Data Cleanup Tips for Microsoft Excel


Excel

I have been cleaning up data files in Microsoft Excel for a very long time. This article will likely always be a work in process, so check back any time you have a data cleanup job to do. Or email us to let us know a task you'd like us to include here.

Data Isn't Recognized Properly

You add up a column of data, and you get zero, or anything but the right result. You try to do a calculation using a cell that contains a date, but you can't get it to work. Sometimes this is because your data came from somewhere else, and Excel simply refuses to see your data as values, and insists on seeing it as text.

To force Excel to see your numeric values properly, just perform some arithmetic on them. Just copy any blank cell. Select your "bad" cells. Hit Edit Paste Special and choose Add. You'll just have to reformat your cells again. Careful! You should always backup your files before you perform a "fix". You never know if it will work or not.

Having hidden rows and columns can also provide unexpected results. Make sure none of your rows or columns are hidden, providing you with incorrect "manual" results when your Excel results may be just fine after all.

Clean Up Extra Spaces or Characters Using Find and Replace

This is simple; it just takes a series of tasks. If you have what you believe is multiple spaces between words or numbers within the cells, or perhaps you have 8 different formats for phone numbers, use Find and Replace on the column.

To get rid of spaces within cells. Maybe there's 2 spaces between some of your words and you have multiple words in the cells.

  • Find what:  Type 2 spaces using the spacebar

  • Replace with:  Type 1 space using the spacebar

  • Replace all

To cleanup phone lists when 8 people have submitted them all differently. Once you've deleted all the extra characters, and you have just 9 digits, you can then format the cells as a phone number, and it works just right.

  • Find what:  Type a left parenthesis (or a right parenthesis or a hyphen or a period)

  • Replace with:  Leave this empty!

  • Replace all

Use the TRIM Function to Remove Spaces

The TRIM function removes spaces to the left and right of your data, but not spaces between data within a single cell.

Insert a blank column to the right of the column you want to trim. For our purposes, we'll use column A as the column we want to trim, and B2 is where we'll put our first formula.

=TRIM(A2)

Copy the formula down using the fill handle. In order to work with the trimmed text, highlight the cells, hit Edit Copy, then hit Edit Paste Special, Values, OK. That removes the underlying formulas. You can now move your column heading over to your new column of trimmed data, and delete the original column.

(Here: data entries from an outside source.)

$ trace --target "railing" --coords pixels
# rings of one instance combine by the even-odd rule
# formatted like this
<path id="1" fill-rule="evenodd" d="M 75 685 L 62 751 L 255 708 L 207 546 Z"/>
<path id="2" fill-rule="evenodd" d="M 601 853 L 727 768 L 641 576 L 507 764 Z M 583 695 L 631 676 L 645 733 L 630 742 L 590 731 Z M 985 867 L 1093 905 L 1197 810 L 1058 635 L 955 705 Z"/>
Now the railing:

Use the CLEAN Function to Remove Non-Printing Characters

Thanks to reader "Andy" for pointing out to me that the CLEAN function belonged here!

Insert a blank column to the right of the column you want to clean. For our purposes, we'll use column A as the column we want to clean, and B2 is where we'll put our first formula.

=CLEAN(A2)

Copy the formula down using the fill handle. In order to work with the cleaned text, highlight the cells, hit Edit Copy, then hit Edit Paste Special, Values, OK. That removes the underlying formulas. You can now move your column heading over to your new column of cleaned data, and delete the original column.

Vertical to Horizontal Addresses

Pretty much everyone can figure out that, in the demonstration below, we need to use formulas. But what they can't figure out is how to copy them properly.

Create three "sets". A set is the formula, and the corresponding blank rows that follow it. In the case below, we make 3 sets, and select them. From here, we copy down. DO NOT STOP dragging until you've copied all the way down. If you do, your "set" becomes however many cells are selected at the time you begin dragging again.

If you have addresses that have two lines and four lines, then you'll be better off using simple COUNTs to determine how many lines there are in the address, then cut those addresses out and work on those on a different sheet. Here, I see if the 3rd cell below the name is blank. If it is, I do nothing. If there's something in it, we're alerted that there's a problem with this record.

Sorting as a Data Cleanup Tool

In the scenario above, however, we could still easily use formulas to get our data separated into columns. So what if we have many that have city addresses in Columns E and F? We can sort them once we've converted them to values. Sorting makes data cleanup a breeze. It helps to find wrongly spelled city names, bad zip codes, and other data that's been fouled by the scanning process.